Dalam sidang tersebut, terungkap bahwa Luhut memberikan keterangan dengan memberi kuasa kepada wakilnya. Akan tetapi, KSTJ yang diwakili Indonesian Center for Enviromental Law (ICEL), mengaku kecewa dengan keterangan yang dibeberkan oleh perwakilan Luhut, karena dia menyatakan bahwa kajian yang dilakukan oleh komite itu hanya berbentuk presentasi saja.

“Menko Maritim Luhut Pandjaitan kembali mangkir tidak membuka dan menyembunyikan hasil kajian Komite Gabungan Reklamasi Teluk Jakarta,” ucap perwakilan ICEL, Rayhan Dudayev.

Menurut Rayhan, dari keterangan yang diucapkan perwakilan Luhut, disebutkan bahwa kajian berbentuk presentasi tersebut adalah berisikan rekomendasi singkat terkait reklamasi yang dilakukan di Teluk Jakarta. Dalam presentasi tersebut, tidak dipaparkan kajian komprehensif sebagai dasar pernyataan di berbagai media.

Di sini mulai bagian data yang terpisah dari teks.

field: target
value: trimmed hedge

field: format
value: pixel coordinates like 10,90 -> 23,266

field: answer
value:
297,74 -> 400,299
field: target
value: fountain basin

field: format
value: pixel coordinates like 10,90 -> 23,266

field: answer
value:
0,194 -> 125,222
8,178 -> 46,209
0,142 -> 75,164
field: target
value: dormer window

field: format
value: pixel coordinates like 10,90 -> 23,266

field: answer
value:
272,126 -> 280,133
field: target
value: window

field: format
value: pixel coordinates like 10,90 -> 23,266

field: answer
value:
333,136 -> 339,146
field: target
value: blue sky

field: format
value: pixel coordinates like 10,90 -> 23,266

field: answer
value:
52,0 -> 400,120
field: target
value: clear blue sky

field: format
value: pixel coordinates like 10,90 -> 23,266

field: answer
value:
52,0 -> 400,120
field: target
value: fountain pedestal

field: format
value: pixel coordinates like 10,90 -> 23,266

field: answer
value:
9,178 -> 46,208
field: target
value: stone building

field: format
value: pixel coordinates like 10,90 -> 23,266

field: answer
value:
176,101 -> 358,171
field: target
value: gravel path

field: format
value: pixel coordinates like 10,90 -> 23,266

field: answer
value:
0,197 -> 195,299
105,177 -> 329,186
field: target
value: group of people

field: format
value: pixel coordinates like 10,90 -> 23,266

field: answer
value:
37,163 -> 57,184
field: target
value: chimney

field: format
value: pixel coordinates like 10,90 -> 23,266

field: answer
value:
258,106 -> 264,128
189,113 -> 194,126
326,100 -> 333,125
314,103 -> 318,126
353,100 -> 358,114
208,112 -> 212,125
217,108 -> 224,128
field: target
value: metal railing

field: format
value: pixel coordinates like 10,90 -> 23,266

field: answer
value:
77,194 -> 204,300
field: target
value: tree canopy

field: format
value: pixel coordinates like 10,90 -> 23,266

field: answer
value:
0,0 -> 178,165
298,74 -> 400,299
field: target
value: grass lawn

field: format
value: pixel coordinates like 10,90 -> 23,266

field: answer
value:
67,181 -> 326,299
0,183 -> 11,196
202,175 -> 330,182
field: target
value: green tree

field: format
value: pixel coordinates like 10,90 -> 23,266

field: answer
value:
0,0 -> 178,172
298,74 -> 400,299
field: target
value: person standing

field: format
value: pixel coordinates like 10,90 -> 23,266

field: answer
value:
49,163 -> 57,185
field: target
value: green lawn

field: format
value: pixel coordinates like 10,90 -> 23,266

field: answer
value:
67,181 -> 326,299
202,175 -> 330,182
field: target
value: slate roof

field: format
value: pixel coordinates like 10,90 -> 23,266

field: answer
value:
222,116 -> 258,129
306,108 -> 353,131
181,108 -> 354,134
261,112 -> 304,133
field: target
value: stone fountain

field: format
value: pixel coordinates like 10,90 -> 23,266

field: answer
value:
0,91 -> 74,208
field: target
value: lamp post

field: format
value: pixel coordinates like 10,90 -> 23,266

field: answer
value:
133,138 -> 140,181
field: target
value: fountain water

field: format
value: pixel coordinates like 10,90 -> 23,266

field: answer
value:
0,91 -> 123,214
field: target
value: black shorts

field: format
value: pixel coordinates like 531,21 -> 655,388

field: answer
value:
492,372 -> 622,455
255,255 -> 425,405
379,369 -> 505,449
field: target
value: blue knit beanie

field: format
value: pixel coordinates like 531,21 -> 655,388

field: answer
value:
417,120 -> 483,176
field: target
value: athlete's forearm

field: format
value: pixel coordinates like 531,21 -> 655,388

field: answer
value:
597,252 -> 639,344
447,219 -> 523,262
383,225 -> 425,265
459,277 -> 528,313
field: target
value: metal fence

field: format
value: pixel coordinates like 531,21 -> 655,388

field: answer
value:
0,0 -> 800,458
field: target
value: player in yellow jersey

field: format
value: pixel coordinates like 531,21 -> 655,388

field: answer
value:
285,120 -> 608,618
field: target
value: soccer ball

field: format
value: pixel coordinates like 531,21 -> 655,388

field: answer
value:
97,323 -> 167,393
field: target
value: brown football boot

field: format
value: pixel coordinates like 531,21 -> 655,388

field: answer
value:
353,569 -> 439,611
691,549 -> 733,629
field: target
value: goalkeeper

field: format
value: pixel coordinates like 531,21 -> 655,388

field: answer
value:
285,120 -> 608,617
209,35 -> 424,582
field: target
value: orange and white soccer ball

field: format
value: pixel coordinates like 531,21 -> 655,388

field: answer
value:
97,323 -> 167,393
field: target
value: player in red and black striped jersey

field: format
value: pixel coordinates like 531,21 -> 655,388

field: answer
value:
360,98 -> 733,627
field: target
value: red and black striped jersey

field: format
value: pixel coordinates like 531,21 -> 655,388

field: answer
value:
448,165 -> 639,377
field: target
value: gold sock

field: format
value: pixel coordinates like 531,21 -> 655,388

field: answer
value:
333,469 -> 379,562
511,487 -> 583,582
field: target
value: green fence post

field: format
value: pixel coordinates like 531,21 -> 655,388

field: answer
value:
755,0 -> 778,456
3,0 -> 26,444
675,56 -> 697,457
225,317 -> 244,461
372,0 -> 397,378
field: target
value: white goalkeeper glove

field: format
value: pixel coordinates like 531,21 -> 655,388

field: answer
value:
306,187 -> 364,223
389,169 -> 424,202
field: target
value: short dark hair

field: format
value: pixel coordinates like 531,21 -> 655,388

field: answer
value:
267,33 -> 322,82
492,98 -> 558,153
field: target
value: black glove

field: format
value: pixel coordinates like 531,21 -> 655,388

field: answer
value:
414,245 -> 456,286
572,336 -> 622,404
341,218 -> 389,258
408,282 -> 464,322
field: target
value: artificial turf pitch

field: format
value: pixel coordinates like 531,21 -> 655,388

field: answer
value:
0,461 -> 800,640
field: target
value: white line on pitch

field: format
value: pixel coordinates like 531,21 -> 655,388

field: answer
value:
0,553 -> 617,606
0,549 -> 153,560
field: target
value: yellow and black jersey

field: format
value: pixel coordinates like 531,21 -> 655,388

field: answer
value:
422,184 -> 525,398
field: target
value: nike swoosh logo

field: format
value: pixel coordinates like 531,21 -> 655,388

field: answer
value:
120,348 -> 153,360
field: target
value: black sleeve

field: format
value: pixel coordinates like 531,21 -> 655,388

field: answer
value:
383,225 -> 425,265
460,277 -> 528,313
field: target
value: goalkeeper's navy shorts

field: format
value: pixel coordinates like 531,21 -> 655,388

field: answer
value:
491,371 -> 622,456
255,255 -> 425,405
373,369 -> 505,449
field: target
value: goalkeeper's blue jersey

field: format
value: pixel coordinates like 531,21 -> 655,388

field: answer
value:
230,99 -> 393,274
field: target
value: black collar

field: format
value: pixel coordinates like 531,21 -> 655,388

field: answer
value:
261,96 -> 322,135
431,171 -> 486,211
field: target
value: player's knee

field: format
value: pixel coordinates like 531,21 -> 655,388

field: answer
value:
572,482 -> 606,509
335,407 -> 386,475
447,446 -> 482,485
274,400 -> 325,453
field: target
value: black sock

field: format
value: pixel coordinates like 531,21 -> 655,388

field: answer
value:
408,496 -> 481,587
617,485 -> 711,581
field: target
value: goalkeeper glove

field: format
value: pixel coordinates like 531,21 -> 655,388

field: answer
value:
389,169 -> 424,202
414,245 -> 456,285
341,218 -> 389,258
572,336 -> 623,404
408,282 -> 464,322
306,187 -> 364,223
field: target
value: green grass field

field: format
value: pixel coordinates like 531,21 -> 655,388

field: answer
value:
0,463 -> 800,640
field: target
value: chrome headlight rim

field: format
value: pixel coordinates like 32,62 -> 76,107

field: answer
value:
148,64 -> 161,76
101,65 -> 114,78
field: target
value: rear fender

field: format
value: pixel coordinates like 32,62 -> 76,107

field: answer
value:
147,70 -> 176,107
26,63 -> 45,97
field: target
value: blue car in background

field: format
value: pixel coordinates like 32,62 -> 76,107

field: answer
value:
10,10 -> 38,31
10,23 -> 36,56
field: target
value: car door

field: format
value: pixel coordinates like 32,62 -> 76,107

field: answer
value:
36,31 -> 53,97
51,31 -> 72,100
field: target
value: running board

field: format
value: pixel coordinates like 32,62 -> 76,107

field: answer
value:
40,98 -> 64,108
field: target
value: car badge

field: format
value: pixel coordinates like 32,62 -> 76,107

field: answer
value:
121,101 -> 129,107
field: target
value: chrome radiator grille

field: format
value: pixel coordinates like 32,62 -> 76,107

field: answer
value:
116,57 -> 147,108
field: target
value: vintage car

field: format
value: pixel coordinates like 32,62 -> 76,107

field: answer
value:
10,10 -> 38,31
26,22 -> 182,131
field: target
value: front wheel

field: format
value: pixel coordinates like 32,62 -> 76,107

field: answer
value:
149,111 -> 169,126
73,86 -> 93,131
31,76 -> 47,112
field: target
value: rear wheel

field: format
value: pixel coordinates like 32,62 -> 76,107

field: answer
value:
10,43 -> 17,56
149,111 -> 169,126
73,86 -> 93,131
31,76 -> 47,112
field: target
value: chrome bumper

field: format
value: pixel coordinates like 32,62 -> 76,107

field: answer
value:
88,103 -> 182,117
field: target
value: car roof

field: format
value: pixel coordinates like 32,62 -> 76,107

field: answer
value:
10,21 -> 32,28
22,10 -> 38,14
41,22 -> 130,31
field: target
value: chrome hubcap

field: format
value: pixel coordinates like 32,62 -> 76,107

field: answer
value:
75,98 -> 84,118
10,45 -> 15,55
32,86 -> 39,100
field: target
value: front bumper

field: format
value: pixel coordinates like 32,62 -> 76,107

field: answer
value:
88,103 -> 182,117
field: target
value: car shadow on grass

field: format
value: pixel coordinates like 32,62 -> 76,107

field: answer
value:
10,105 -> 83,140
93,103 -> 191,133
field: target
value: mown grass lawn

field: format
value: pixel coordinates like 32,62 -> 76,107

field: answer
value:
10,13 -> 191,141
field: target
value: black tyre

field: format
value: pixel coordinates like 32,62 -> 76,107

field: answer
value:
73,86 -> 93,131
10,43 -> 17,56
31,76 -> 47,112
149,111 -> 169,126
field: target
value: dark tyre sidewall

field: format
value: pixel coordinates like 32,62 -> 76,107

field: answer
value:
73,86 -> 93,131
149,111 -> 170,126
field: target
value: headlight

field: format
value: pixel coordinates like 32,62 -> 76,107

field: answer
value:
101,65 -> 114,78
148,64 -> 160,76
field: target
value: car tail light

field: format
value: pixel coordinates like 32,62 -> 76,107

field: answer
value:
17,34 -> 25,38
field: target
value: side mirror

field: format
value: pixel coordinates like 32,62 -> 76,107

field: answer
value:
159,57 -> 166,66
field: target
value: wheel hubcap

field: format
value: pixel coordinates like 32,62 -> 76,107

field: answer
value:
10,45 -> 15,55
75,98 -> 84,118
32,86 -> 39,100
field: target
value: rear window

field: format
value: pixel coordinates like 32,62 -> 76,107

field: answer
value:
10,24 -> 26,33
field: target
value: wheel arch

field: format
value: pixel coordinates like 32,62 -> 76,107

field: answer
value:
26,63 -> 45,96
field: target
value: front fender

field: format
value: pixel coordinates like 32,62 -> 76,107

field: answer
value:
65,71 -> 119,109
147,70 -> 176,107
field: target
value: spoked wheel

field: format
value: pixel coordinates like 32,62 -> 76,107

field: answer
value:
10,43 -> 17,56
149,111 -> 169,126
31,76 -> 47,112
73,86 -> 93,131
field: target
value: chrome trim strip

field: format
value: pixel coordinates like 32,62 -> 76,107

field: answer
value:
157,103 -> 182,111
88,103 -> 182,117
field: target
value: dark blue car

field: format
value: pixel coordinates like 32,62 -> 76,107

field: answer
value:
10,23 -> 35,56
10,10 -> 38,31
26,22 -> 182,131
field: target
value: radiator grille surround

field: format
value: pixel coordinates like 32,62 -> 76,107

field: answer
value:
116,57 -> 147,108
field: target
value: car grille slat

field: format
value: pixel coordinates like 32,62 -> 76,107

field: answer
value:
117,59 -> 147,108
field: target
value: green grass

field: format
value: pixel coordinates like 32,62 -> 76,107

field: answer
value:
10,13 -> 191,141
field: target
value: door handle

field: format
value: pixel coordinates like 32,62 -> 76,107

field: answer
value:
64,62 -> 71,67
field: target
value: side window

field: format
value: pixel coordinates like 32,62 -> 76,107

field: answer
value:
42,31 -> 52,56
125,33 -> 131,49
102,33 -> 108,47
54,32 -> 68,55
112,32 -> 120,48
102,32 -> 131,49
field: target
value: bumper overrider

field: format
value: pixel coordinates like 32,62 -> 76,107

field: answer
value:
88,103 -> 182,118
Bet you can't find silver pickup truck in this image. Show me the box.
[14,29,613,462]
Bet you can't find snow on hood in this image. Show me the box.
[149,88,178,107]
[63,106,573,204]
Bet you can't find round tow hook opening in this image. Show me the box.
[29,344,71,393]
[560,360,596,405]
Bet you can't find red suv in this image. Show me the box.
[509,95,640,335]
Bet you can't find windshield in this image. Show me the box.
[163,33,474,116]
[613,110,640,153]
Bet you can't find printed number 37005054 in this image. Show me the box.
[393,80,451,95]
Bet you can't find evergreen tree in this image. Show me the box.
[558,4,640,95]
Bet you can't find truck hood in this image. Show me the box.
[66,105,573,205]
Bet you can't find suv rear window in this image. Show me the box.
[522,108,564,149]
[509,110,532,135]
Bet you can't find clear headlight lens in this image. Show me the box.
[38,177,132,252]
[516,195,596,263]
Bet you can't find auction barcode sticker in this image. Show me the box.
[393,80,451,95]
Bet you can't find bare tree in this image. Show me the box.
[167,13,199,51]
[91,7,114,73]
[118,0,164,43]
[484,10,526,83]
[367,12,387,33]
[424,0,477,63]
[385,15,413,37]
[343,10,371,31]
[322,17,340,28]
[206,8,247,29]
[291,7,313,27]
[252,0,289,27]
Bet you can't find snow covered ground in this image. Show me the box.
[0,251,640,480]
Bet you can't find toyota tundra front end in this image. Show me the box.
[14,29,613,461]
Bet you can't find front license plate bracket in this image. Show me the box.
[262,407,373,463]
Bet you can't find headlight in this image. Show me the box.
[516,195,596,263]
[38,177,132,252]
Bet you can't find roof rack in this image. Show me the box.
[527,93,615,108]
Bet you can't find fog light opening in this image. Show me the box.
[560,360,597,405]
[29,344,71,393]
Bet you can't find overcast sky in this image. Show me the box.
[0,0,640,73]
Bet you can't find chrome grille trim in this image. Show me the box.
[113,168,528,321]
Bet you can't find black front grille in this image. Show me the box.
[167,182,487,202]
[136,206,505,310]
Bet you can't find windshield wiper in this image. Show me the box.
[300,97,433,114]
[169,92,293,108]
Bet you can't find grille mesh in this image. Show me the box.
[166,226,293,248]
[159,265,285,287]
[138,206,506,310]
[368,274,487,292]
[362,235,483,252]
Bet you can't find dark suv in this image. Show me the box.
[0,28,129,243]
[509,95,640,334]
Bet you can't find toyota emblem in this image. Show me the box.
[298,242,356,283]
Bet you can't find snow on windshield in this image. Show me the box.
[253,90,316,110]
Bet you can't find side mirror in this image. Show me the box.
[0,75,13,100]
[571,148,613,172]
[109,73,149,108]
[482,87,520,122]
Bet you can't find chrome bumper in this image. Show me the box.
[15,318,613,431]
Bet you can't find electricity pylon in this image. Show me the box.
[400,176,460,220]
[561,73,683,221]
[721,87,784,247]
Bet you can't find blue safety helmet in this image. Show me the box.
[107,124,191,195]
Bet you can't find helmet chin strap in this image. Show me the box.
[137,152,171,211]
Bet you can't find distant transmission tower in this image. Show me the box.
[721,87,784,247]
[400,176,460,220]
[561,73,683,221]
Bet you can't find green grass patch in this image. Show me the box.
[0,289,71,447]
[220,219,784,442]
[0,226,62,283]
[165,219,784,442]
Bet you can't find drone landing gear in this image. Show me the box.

“Kajian komite gabungan reklamasi Teluk Jakarta penting untuk diketahui supaya publik dapat membandingkan hasil kajian tersebut, apakah dibuat secara objektif dan sesuai dengan kaidah kajian yang ada,” jelas dia.

 

 

Oleh itu, Rayhan mengatakan, dia dan tim KSTJ kini mempertanyakan tentang sikap Kemenkomar yang seolah menyembunyikan fakta yang sudah ada. Hal itu, menunjukkan ada sesuatu permasalahan dalam pelaksanaan kajijan di lapangan.

“Sekali lagi, Ini menujukkan tidak ada dasar yang kuat dari Menko Luhut untuk melanjutkan proyek reklamasi dan bertindak sewenang-senang,” kata dia.

Dukungan atas sikap ICEL juga diungkapkan Lembaga Bantuan Hukum (LBH) Jakarta yang selama ini fokus ikut berjuang bersama KSTJ. Menurut perwakilan LBH Jakarta, Nelson, Luhut memperlihatkan sikap yang inkonsisten dengan keluarnya pernyataan dalam persidangan Senin kemarin.

“Menko Maritim tidak konsisten dalam ucapannya yang menyatakan reklamasi dapat dijalankan berdasarkan kajian yang telah dilakukan,” tutur dia.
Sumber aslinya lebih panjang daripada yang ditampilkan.